I too am having dificulties with running CUDA.jl under WSL 2.
This has solved the problem of not detecting the core libraries I guess. Since then I get a true
response from CUDA.functional()
.
However any basic operation like the one below results in:
julia> a = CuArray{Float32}(undef, 10)
10-element CuArray{Float32,1}:
julia> b = CuArray{Float32}(undef, 10)
10-element CuArray{Float32,1}:
julia> a + b
ERROR: CUDA error: PTX JIT compiler library not found (code 221, ERROR_JIT_COMPILER_NOT_FOUND)
Stacktrace:
[1] throw_api_error(::CUDA.cudaError_enum) at /home/coz/.julia/packages/CUDA/7vLVC/lib/cudadrv/error.jl:103
[2] CuModule(::String, ::Dict{CUDA.CUjit_option_enum,Any}) at /home/coz/.julia/packages/CUDA/7vLVC/lib/cudadrv/module.jl:42
[3] _cufunction(::GPUCompiler.FunctionSpec{GPUArrays.var"#broadcast_kernel#20",Tuple{CUDA.CuKernelContext,CuDeviceArray{Float32,1,CUDA.AS.Global},Base.Broadcast.Broadcasted{Nothing,Tuple{Base.OneTo{Int64}},typeof(+),Tuple{Base.Broadcast.Extruded{CuDeviceArray{Float32,1,CUDA.AS.Global},Tuple{Bool},Tuple{Int64}},Base.Broadcast.Extruded{CuDeviceArray{Float32,1,CUDA.AS.Global},Tuple{Bool},Tuple{Int64}}}},Int64}}; kwargs::Base.Iterators.Pairs{Union{},Union{},Tuple{},NamedTuple{(),Tuple{}}}) at /home/coz/.julia/packages/CUDA/7vLVC/src/compiler/execution.jl:337
[4] _cufunction at /home/coz/.julia/packages/CUDA/7vLVC/src/compiler/execution.jl:304 [inlined]
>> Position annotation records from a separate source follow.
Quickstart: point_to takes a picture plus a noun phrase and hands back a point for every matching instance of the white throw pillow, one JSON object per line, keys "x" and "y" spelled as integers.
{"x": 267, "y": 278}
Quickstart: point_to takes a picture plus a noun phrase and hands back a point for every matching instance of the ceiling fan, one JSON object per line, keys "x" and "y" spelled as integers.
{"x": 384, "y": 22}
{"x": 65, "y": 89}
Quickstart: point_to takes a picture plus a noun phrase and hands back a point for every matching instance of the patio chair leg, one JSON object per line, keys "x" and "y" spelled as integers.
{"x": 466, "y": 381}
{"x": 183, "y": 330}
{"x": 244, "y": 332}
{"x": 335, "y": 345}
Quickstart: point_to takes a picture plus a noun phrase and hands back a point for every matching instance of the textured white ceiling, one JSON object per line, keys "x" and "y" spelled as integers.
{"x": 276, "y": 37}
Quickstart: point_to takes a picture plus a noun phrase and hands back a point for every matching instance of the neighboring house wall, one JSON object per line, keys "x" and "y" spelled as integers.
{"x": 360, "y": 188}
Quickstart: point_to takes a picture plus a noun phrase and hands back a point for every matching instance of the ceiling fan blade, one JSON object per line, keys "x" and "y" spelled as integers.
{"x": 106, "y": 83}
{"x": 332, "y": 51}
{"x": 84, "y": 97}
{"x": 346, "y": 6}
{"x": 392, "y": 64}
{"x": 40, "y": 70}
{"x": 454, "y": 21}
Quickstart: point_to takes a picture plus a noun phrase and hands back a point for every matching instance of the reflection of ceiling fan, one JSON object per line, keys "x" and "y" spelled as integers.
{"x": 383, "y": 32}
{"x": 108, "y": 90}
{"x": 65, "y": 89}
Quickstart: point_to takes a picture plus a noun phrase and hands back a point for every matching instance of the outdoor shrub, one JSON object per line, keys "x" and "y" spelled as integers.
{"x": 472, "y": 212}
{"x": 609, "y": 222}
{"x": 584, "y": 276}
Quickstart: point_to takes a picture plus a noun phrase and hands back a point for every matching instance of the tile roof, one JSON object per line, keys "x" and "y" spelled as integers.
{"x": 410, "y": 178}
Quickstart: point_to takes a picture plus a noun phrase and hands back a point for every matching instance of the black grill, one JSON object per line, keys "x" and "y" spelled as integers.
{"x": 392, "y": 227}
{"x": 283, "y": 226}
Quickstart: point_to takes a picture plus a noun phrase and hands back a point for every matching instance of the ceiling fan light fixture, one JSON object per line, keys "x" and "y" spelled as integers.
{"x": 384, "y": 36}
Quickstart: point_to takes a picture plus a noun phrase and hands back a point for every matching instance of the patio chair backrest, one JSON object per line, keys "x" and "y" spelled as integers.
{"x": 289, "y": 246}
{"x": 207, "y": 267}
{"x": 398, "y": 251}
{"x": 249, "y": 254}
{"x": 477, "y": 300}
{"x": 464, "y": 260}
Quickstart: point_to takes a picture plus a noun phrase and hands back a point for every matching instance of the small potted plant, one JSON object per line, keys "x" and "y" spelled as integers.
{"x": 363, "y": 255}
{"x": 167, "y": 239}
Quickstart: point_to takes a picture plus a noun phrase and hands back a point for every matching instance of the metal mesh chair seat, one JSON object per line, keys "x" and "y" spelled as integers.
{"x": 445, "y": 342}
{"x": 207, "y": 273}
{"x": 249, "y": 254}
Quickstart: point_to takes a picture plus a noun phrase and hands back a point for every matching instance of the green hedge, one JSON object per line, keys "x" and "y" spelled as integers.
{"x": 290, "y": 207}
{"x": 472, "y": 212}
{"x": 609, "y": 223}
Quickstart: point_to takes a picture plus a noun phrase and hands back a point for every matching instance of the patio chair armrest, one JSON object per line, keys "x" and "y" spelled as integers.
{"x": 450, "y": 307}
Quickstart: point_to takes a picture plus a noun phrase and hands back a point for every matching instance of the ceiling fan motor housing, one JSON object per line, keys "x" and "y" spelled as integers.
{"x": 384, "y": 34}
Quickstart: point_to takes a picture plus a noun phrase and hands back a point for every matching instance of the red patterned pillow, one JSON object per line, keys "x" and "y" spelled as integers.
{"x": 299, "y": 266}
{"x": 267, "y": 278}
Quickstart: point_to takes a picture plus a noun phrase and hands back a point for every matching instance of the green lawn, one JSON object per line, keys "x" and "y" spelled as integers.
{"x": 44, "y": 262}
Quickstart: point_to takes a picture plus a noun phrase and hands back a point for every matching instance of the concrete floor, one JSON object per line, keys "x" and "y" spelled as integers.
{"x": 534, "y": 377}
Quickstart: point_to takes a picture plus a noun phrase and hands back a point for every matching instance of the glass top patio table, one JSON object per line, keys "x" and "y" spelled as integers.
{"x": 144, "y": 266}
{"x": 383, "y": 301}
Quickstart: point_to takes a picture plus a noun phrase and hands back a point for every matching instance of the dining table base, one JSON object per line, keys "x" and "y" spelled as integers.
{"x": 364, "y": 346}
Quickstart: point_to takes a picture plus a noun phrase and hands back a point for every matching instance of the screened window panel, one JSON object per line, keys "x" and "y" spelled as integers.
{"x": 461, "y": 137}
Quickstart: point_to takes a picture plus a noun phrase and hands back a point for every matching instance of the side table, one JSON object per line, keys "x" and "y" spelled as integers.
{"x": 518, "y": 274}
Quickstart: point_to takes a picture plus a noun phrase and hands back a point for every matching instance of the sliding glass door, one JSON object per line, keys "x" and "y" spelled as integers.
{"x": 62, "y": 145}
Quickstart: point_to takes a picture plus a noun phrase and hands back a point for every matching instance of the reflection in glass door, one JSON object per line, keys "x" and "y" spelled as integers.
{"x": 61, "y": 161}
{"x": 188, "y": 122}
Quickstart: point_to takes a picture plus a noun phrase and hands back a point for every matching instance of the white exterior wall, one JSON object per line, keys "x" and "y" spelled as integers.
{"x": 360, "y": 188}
[5] check_cache(::typeof(CUDA._cufunction), ::GPUCompiler.FunctionSpec{GPUArrays.var"#broadcast_kernel#20",Tuple{CUDA.CuKernelContext,CuDeviceArray{Float32,1,CUDA.AS.Global},Base.Broadcast.Broadcasted{Nothing,Tuple{Base.OneTo{Int64}},typeof(+),Tuple{Base.Broadcast.Extruded{CuDeviceArray{Float32,1,CUDA.AS.Global},Tuple{Bool},Tuple{Int64}},Base.Broadcast.Extruded{CuDeviceArray{Float32,1,CUDA.AS.Global},Tuple{Bool},Tuple{Int64}}}},Int64}}, ::UInt64; kwargs::Base.Iterators.Pairs{Union{},Union{},Tuple{},NamedTuple{(),Tuple{}}}) at /home/coz/.julia/packages/GPUCompiler/pCBTA/src/cache.jl:24
[6] broadcast_kernel at /home/coz/.julia/packages/GPUArrays/PkHCM/src/host/broadcast.jl:60 [inlined]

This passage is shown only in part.